Hancock County prepared for winter weather

With the first snowfall of the season mostly melted, Hancock County road crews say they’re ready for whatever winter may bring.

“We’re in good shape,” said Steve Shuman, street department supervisor for the city of Chester.

Shuman said the city has 150 tons of salt in store. The salt is mixed with an anti-skid material to help with traction.

The city has two plow-and-spreader trucks, with a third available as backup on days when the snowfall is particularly heavy, Shuman said.

Chester crews are responsible for clearing an estimated 25 miles of city streets, not including U.S. Route 30 and state Route 2.

“If we get a chance, we’ll push snow back to the curbs (on Carolina Avenue),” Shuman said.

In New Cumberland, city officials have 125 tons of salt on order for the season, with about 25 tons sitting in the salt bay, Mayor Linda McNeil said.

“We’re all set. We just received it last week,” she said, noting that the salt has a de-icing additive that prevents it from hardening in storage.

McNeil said the city’s road crew tries to strike a balance between clearing the roads and maintaining access to properties.

“In keeping the roads clear, residents sometimes have issues with driveways being blocked,” she said.

Unlike Ohio and Pennsylvania, where counties and townships maintain their own roads, the task of snow removal in West Virginia falls primarily on city street departments and the state Department of Transportation’s Division of Highways.
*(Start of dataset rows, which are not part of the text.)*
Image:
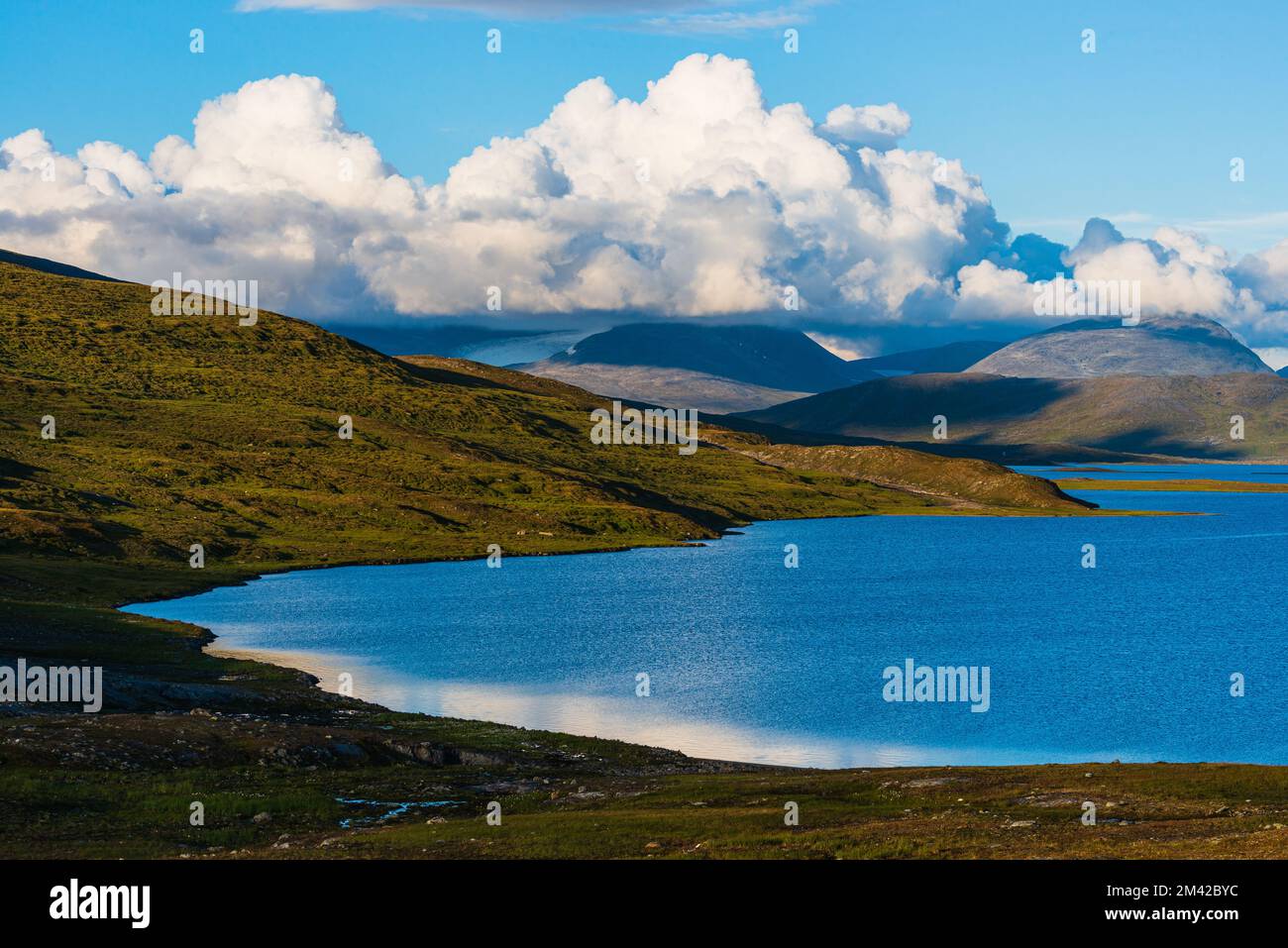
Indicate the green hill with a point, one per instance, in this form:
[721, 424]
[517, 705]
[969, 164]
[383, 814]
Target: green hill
[193, 429]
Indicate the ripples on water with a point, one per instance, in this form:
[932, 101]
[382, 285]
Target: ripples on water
[751, 661]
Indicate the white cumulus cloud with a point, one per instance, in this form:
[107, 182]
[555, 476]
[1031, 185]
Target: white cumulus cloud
[697, 200]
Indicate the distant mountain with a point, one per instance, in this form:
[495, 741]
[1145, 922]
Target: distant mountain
[1185, 416]
[1091, 348]
[494, 347]
[60, 269]
[953, 357]
[719, 369]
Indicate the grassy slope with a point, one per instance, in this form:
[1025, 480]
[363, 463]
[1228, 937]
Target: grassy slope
[193, 429]
[1177, 415]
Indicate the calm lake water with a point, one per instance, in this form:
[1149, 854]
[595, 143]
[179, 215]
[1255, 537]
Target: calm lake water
[748, 660]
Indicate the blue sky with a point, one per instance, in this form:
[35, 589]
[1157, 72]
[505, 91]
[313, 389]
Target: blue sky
[1141, 132]
[746, 204]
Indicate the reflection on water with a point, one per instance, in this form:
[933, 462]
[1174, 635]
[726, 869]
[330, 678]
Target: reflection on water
[754, 661]
[619, 720]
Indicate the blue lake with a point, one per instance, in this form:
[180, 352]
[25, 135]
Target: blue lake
[748, 660]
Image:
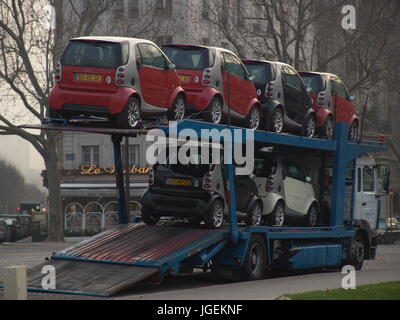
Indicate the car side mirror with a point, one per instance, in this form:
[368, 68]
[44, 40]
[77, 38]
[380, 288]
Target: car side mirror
[171, 67]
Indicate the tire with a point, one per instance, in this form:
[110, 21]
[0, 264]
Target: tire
[328, 128]
[277, 121]
[253, 120]
[312, 216]
[254, 214]
[53, 113]
[148, 217]
[214, 111]
[255, 262]
[309, 126]
[214, 218]
[356, 252]
[277, 217]
[194, 220]
[178, 110]
[130, 117]
[353, 131]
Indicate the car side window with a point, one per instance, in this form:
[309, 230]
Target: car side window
[292, 78]
[151, 56]
[339, 88]
[293, 170]
[368, 179]
[234, 66]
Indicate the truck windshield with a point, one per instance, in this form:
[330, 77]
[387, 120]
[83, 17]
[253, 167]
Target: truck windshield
[314, 81]
[93, 54]
[188, 58]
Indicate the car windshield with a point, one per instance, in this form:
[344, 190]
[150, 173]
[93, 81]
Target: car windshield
[261, 72]
[314, 81]
[189, 58]
[93, 54]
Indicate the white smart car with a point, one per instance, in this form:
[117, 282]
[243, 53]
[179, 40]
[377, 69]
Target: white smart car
[285, 190]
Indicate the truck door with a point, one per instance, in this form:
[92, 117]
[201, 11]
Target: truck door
[366, 199]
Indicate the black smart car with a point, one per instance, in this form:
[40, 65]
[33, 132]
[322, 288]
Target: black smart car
[285, 103]
[198, 193]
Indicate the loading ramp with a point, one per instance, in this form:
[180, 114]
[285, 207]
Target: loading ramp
[123, 256]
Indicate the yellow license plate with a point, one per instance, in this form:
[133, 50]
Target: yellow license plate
[185, 78]
[179, 182]
[88, 77]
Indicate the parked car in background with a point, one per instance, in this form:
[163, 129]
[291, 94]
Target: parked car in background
[206, 73]
[285, 190]
[5, 233]
[124, 79]
[198, 193]
[331, 102]
[283, 95]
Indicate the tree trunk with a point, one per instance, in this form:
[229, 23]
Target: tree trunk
[56, 216]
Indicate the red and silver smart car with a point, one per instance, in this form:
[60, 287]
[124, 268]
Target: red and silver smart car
[124, 79]
[331, 102]
[206, 74]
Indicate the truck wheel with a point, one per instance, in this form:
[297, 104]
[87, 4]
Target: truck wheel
[129, 118]
[148, 217]
[277, 217]
[254, 214]
[312, 216]
[213, 114]
[328, 128]
[357, 252]
[178, 109]
[214, 218]
[255, 262]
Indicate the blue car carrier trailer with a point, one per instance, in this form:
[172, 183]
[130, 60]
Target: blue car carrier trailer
[129, 253]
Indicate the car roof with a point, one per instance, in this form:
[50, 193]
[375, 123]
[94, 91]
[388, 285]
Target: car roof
[326, 74]
[198, 46]
[266, 61]
[113, 39]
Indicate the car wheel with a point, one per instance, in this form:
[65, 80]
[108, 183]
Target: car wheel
[149, 217]
[309, 126]
[353, 131]
[214, 111]
[277, 217]
[255, 262]
[53, 113]
[328, 127]
[254, 214]
[312, 216]
[194, 220]
[214, 218]
[253, 120]
[130, 118]
[277, 121]
[357, 252]
[178, 110]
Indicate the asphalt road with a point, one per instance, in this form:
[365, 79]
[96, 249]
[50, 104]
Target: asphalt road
[201, 286]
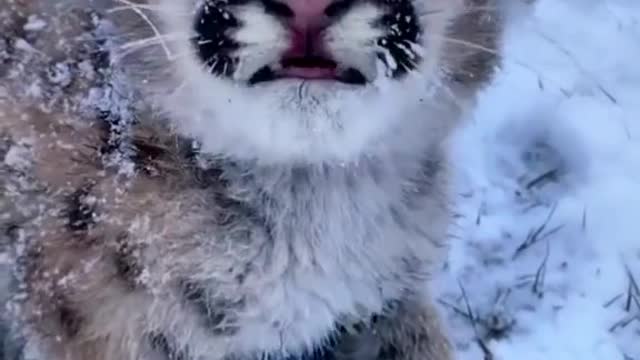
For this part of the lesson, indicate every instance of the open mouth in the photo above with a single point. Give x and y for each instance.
(308, 68)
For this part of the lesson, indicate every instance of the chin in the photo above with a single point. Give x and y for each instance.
(294, 81)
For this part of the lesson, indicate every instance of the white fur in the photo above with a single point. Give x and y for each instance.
(300, 121)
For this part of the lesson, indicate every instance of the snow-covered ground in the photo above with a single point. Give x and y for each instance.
(548, 242)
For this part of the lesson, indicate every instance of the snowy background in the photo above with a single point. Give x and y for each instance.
(546, 258)
(545, 264)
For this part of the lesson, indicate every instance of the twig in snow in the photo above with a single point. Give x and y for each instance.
(547, 176)
(613, 300)
(581, 68)
(621, 324)
(538, 284)
(633, 292)
(534, 235)
(488, 355)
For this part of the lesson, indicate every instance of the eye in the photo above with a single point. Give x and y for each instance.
(277, 8)
(338, 8)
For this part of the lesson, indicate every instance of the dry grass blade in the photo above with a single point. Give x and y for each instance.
(538, 284)
(633, 291)
(536, 235)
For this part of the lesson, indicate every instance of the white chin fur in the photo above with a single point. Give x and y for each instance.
(292, 120)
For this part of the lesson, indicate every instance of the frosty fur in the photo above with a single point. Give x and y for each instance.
(252, 245)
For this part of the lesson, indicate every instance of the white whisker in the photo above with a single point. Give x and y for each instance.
(135, 8)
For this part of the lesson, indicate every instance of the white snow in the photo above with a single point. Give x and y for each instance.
(566, 103)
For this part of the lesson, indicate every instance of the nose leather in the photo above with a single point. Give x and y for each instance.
(308, 13)
(307, 24)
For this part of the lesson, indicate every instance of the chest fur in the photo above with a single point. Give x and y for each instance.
(330, 246)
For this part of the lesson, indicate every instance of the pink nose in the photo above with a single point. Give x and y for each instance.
(308, 14)
(308, 22)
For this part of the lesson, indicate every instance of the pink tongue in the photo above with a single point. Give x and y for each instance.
(309, 73)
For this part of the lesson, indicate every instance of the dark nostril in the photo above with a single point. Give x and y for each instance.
(277, 8)
(338, 8)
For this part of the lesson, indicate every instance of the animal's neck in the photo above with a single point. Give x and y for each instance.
(327, 200)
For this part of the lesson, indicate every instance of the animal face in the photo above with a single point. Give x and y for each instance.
(302, 80)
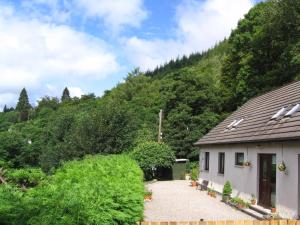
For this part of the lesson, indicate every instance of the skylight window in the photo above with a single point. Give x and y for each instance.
(279, 113)
(237, 123)
(293, 110)
(232, 123)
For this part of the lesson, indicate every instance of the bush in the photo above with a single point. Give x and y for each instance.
(10, 207)
(105, 190)
(152, 155)
(227, 190)
(194, 173)
(28, 177)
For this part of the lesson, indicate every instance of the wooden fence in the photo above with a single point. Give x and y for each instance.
(229, 222)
In Hancock County, the snow-removal fleet is maintained at the Division of Highways’ garage on state Route 8, which also is used for road salt storage. The fleet is responsible for snow removal on all state routes and county roads in Hancock County’s unincorporated areas, as well as state routes running through the cities of Chester, New Cumberland and Weirton.

The state has budgeted an estimated $555,000 for the snow removal and ice control season in Hancock County, which runs from Nov. 1 through March 31, said Carrie Bly, spokeswoman for the Division of Highways.

Hancock County Highway Administrator Jim Witherow said the county garage has a store of 1,300 tons of salt and 1,000 tons of cinders.

“For the first loads on the main highways, we use straight salt. Each storm’s a bit different. If we determine that it’s needed, we mix cinders in just for traction,” he said.

The garage’s fleet of two tandem trucks, four single-axle trucks and two one-ton trucks handles the main highways (Routes 2, 8 and 30) first, followed by secondary roads, which get a 50/50 mix, and chip-and-seal roads, which get straight cinders, Witherow said.

The county garage also uses flake calcium when the temperatures drop below 20 degrees, he said.

“We mix it as we’re loading it. It helps the salt to react quicker and works at a lower temperature. Salt is good until about 20 degrees, and then it loses its melting capabilities,” Witherow said.

Another substance that some West Virginia counties, including Hancock County, are using is a brine liquid that can be applied to road surfaces prior to the accumulation of snow. Brine is a mix of salt and water that enhances the effectiveness of salt, Bly said.

“Where we are using it, we’re having success because it cuts down on the amount of salt we’re using and the time that our people have to be out there,” Bly said. “As soon as the snow hits the road, it starts to melt, so you don’t have to plow as much.”

New Cumberland officials learned about brine use at a snow and ice control workshop in October.